There are three major transitions you will face in life.
- From home to school.
- From school to work.
- From work to home.
The Third Age.
The largest demographic cohort, the Baby Boomers, is in the process of making this last transition (The Third Age) and is doing so in uncharted territory. They are the largest group in history to enter this stage with record financial means and the prospect of increased longevity. As a group, they are also unfortunately ill-prepared…being surprisingly unwilling to engage and actively plan for the future. It is that neglect that has become a subject of interest for me in my role as an executive coach and mentor. Both those in corporate and private enterprise suffer from the same syndrome. Most studiously avoid the subject.
The benefits of taking the time to both plan an exit and life after have been well documented. For those owning businesses the reward is markedly higher exit value as well as the benefits of a smoother sale or transition. A planned transition reaps further benefit in landing softly on the other side from a social standpoint. With the benefits of planning your next stage so patently obvious, why is it that most avoid the subject like the plague? Some of those answers I found in a work by Manfred F.R. Kets de Vries entitled “The Retirement Syndrome. The Psychology of Letting Go” written in 2003.

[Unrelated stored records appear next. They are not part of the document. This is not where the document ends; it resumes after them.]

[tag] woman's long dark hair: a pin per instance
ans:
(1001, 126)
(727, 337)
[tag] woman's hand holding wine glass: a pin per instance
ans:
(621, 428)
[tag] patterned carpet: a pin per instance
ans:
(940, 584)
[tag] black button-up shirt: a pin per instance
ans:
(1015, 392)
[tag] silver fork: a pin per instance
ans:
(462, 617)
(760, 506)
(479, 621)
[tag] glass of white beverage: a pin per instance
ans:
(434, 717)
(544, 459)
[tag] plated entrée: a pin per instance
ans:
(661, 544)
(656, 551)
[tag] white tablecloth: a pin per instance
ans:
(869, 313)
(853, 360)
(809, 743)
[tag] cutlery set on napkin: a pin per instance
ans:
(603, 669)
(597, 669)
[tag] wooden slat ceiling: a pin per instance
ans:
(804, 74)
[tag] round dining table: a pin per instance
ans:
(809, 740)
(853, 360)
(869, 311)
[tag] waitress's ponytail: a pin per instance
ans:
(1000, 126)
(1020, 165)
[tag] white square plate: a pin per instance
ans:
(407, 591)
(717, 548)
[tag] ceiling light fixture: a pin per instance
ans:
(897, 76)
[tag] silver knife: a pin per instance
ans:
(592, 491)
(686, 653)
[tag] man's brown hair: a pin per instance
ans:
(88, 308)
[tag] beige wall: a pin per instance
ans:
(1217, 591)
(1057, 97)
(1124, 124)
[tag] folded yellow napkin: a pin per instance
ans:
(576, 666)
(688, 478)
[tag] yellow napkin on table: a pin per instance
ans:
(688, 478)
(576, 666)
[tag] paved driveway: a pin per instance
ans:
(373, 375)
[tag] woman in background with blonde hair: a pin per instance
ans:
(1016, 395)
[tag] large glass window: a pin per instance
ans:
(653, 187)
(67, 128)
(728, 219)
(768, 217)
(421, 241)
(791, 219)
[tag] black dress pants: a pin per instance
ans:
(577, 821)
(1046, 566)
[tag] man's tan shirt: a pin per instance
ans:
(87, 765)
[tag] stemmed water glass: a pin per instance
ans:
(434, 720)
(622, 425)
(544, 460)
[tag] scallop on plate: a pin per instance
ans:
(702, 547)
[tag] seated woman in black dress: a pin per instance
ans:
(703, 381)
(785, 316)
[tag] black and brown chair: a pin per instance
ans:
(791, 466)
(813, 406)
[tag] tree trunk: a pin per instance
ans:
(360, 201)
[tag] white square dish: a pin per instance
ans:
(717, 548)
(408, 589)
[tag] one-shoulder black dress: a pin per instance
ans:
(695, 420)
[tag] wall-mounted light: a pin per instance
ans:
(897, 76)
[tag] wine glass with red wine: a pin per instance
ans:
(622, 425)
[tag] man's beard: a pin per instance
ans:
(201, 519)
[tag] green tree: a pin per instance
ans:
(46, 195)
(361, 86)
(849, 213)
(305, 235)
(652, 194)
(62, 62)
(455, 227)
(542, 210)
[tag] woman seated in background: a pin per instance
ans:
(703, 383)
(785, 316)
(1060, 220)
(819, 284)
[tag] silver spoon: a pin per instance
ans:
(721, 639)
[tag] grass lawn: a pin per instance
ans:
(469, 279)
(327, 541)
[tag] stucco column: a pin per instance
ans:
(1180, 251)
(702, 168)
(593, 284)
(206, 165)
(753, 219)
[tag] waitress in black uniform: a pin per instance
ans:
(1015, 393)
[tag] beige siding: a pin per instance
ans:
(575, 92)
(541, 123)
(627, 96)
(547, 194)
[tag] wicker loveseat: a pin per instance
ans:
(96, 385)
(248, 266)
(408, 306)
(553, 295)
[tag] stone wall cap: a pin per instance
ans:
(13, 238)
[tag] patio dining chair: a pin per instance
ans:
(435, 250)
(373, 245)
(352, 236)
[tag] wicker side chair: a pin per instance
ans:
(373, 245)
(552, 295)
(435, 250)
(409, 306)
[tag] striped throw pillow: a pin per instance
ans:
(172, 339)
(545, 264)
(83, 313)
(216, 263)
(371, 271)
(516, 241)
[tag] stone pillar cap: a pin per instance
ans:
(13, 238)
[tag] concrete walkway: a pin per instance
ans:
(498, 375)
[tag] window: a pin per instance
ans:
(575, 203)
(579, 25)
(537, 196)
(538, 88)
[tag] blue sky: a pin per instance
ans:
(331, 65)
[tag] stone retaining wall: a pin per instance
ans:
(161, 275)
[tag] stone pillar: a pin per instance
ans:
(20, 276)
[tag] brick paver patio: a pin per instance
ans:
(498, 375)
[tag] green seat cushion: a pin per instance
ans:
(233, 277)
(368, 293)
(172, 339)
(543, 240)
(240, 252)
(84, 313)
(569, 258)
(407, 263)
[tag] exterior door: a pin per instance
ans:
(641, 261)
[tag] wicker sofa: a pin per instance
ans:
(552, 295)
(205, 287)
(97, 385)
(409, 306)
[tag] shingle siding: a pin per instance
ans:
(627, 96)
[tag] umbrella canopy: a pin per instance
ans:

Business leadership and ownership follows an “S-curve” pattern first described by George Ainsworth Land. The initial Entry stage is characterized by high growth and fresh challenge. The role is exciting and new. Phase Two, consolidation is accompanied by a feeling of mastery and competence. The role is still challenging and legacies are being established. Phase three is characterized by a plateau or even decline. There is a lost sense of excitement and personal growth. Leadership becomes a chore, sometimes feeling like putting in time.
Have you checked out? Answering the following questions with an honest “Yes” or “No” will help to determine whether you’re ready for a change.
- Do you still enjoy your job?
- Does your job still have a sense of strong meaning and purpose for you?
- Have you important goals yet unfulfilled in your current position?
- Do you feel your biggest achievements in your current position are still ahead of you?
- Are you still having as much fun as you used to?
- Do you feel valued and supported by the organization?
If you’ve answered the foregoing honestly, you’ll know very quickly whether you’re ready for your next chapter…job or retirement.
Feeling Ready Doesn’t Mean you’re Ready!
Moving from work to some form of retirement, if not planned, is a psychological wasteland for most. Even if a fair degree of work in planning has been done, the effect of moving from a life filled to the brim with activity to that less structured is debilitating. Most describe the first few months post retirement as the honeymoon phase. It is much like going on an extended vacation. Unfortunately, there is also a subsequent feeling of vacancy. Too much time. Too little to do. Too few friends. A loss of purpose, direction and support for the ego. And it is exactly the fear of this stage that prevents most from the consideration and planning for life after work. It is the fear of going from somebody to nobody.
Are you prepared for your next step beyond regular work?
Not surprisingly, there is a fair amount of literature available on your financial readiness for your next step. Assuming you have been somewhat prudent through your work life, most with some tweaking should be just fine. The real questions come on the softer side. Here are some to get you started on building a personal plan.
Answer the question, “What’s going to get you up in the morning?”
- Have you established any goals for yourself?
- What will you say when people ask, “What do you do?”
- Do you have a special interest or passion?If not, have you considered some options or plans to research?
- Have you built a list of the set of activities you’ll pursue over the next three years?
Who are you going to be spending time with?
- If you have a partner, have you discussed both of your goals?Are they compatible?
- Will you be moving into this stage together or not?Implications?
- Have you built a network of friends and associates outside of work?
- Have you researched the people associated with the activities you want to undertake?
- Have you developed a support group or set of individuals that can act as a sounding board for you and your endeavours?
You will be well served by asking and answering this representative set of questions in advance of your next step following your formal work career. The most important thing? Feeling engaged and appreciated.
“No one grows old by living. People grow old by losing interest in living.”